Another survival threat came when I discovered sex. At about age 20, I learned some details of what sexual partners do with one another. It came to me as such a shock that I almost died of astonishment.
Fortunately, during most of my life, sickness has played only a bit part. But other medical factors have posed challenges. Nosocomial exposure, danger coming from hospitals, I have come to recognize as bad for my health. This started in boyhood when I entered a Boston hospital for a bad case of the mumps and was there infected with scarlet fever.
The same is true for iatrogenic disease, the illness that comes from doctors. I have learned that you have to be wary of them taking out your gall bladder instead of your appendix, and various other blunders. A dentist to whom I was once referred took out of my head the wrong tooth. His apologies and those of my regular dentist, a personal friend, failed to move me deeply.
In my days as a student of theology, I also faced serious dangers. As the Latin term “odium theologicum” (theological hatred) suggests, the level of venom felt by theologians against one another is right down there with that of politicians, and even academics.

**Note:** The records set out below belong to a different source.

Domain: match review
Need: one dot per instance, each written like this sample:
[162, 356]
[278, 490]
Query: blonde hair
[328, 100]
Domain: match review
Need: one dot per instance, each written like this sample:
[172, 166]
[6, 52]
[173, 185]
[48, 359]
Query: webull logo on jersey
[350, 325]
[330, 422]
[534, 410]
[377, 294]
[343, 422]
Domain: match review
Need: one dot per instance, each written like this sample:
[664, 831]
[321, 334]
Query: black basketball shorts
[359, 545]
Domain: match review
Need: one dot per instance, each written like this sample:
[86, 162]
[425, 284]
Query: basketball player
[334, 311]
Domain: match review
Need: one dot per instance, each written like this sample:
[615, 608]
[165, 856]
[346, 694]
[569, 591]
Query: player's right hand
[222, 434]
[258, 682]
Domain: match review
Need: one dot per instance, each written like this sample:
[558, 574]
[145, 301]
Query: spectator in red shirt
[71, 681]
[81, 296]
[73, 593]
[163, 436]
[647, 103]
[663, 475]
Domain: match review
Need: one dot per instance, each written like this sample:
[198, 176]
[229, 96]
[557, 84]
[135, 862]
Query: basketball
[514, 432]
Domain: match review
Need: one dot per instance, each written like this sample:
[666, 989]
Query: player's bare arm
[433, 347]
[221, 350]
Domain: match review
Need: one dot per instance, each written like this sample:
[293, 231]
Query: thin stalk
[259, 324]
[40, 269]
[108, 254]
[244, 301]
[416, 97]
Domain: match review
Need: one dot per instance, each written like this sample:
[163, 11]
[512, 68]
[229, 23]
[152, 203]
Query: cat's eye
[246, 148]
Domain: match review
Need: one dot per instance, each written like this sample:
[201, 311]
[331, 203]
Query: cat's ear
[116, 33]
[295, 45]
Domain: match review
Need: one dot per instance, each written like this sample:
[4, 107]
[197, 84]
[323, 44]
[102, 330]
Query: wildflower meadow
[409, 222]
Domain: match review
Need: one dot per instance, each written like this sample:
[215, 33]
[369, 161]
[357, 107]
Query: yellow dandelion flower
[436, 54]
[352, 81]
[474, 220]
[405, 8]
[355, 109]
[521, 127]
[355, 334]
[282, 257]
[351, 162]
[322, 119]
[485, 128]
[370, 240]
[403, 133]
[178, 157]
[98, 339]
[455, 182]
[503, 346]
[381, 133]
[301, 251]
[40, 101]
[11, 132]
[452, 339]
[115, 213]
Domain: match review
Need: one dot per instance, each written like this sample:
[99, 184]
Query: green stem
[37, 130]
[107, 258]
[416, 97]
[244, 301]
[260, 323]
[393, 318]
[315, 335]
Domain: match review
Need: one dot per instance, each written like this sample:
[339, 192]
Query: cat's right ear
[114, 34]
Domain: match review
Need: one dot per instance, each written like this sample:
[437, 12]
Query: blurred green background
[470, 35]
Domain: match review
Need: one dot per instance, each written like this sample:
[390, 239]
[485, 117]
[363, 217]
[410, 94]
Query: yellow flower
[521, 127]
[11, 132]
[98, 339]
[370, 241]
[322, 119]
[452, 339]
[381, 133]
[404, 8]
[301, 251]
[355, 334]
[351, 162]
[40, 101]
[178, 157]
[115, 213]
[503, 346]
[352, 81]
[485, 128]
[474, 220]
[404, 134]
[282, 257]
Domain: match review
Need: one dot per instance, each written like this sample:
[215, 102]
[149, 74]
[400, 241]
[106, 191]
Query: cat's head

During this era, I took a special interest in liturgy but soon discovered mortal danger lurking there too. I should have been warned in advance but did not know the answer to a question celebrated in church circles : “What is the difference between a liturgist and a terrorist?” The answer: “You can sometimes negotiate with a terrorist.”
Then as a columnist of many years’ standing, I sometimes reflect on all the grief I have received from deeply disgruntled readers. I don’t want to exaggerate here but some, at least, would have liked to see me rot in prison for my allegedly disloyal views. Escaping assault and battery from those readers, with its potential for limiting longevity, is a blessing for which I am thankful.
From all of the above dangers, you can easily judge how lucky I have been to reach 75. Any one of these threats could have done me in, but here I am at the three quarter mark of an ever faster-moving lifetime.